OPINION EDITORIAL: Blue trick-or-treating pumpkins need to go as they harm neurodivergent children and people with allergies


Sarah Olson

Blue pumpkins can also be confused with teal pumpkins which indicate if a child has an allergy.

On Halloween night, trick-or-treaters will fill the streets. As the tradition goes, each one will ring doorbells, repeating the beloved phrase “Trick or treat.” This tradition, however, often excludes those who have autism spectrum disorder and stray away from the standard forms of communication.

To combat this, a movement on social media is advocating for neurodivergent individuals to carry blue pumpkin-shaped trick-or-treating buckets alerting others of their diagnosis. On a surface level, this appears beneficial, but blue pumpkins are a dangerously weak solution for a deep societal flaw.

Although well-intentioned, putting big blue targets on children with autism can elicit social harm. According to the National Center for Biotechnology Information, a study by the Simons Foundation Autism Research Initiative Simons Simplex Collection found that 95 percent of families that include someone with autism have experienced some form of stigmatization. Whether the family has accepted a diagnosis or not, others around them may not share an open-minded outlook. Thus, outing a child’s diagnosis to passerbys allows for rude commentary, achieving exactly what the pumpkins sought to eliminate.

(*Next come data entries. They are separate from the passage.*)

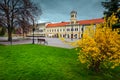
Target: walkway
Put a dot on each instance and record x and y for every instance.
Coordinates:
(51, 41)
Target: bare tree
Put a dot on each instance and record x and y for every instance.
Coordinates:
(16, 12)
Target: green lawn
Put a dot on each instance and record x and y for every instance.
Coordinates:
(39, 62)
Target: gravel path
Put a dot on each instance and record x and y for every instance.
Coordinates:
(51, 41)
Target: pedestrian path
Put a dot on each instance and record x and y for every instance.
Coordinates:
(56, 42)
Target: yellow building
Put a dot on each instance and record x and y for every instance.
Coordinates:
(72, 29)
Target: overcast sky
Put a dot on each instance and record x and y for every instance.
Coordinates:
(59, 10)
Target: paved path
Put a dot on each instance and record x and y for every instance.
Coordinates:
(51, 42)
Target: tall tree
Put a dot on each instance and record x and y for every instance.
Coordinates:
(111, 6)
(10, 13)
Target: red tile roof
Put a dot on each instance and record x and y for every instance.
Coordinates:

Teal buckets are used to signify that the carrier has a food allergy. In place of candy, participating households will hand children a non-food alternative. According to a study conducted by the Canadian Medical Association Journal, allergic reactions increase by more than 85 percent on Halloween. It is not uncommon for young children to eat foods without the approval of their parents, thus if they receive anything other than a non-food alternative the results can be disastrous. In the dark, with little to no lighting, there is a possibility for a teal pumpkin to be confused for a blue one, potentially causing allergic reactions.

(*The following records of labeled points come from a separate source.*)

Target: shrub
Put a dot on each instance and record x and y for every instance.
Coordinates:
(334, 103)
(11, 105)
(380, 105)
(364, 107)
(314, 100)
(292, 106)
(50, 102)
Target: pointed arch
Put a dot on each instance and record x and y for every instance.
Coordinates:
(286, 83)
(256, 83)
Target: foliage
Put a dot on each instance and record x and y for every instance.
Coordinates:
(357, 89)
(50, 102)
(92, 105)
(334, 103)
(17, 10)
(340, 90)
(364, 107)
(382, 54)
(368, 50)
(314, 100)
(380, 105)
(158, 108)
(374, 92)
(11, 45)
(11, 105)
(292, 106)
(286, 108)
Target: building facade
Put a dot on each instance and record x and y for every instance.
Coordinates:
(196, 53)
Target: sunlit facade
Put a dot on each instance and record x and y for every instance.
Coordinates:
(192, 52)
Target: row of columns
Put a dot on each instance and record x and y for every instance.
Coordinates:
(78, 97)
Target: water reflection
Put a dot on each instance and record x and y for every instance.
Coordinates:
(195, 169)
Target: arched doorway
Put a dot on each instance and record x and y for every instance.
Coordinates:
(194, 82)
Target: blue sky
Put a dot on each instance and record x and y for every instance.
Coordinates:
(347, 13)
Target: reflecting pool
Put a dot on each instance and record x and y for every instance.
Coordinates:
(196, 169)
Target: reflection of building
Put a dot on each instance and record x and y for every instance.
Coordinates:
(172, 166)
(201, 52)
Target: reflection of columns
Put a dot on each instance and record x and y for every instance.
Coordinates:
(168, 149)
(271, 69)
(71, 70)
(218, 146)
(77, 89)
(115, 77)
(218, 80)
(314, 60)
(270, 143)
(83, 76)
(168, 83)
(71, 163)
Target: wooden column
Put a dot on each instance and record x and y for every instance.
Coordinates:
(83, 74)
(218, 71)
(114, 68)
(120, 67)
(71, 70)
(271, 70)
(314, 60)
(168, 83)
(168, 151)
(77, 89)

The blue pumpkin movement is fundamentally flawed. Every other time of the year, children with autism are not expected to carry signifiers of their diagnosis. Yet they are still subject to verbal communication and other interactions similar to those on Halloween. The issues accompanying a non-inclusive society will not be fixed by a different shade of pumpkin.

Many people are not mindful of people with autism. It is often out of sight and out of mind, which excludes people from events that happen on a daily basis. Rather than having them adjust by carrying blue buckets, society should prioritize teaching and learning more about autism spectrum disorder. It is not fair let alone reasonable that people with autism must adjust to society’s neurotypical standards.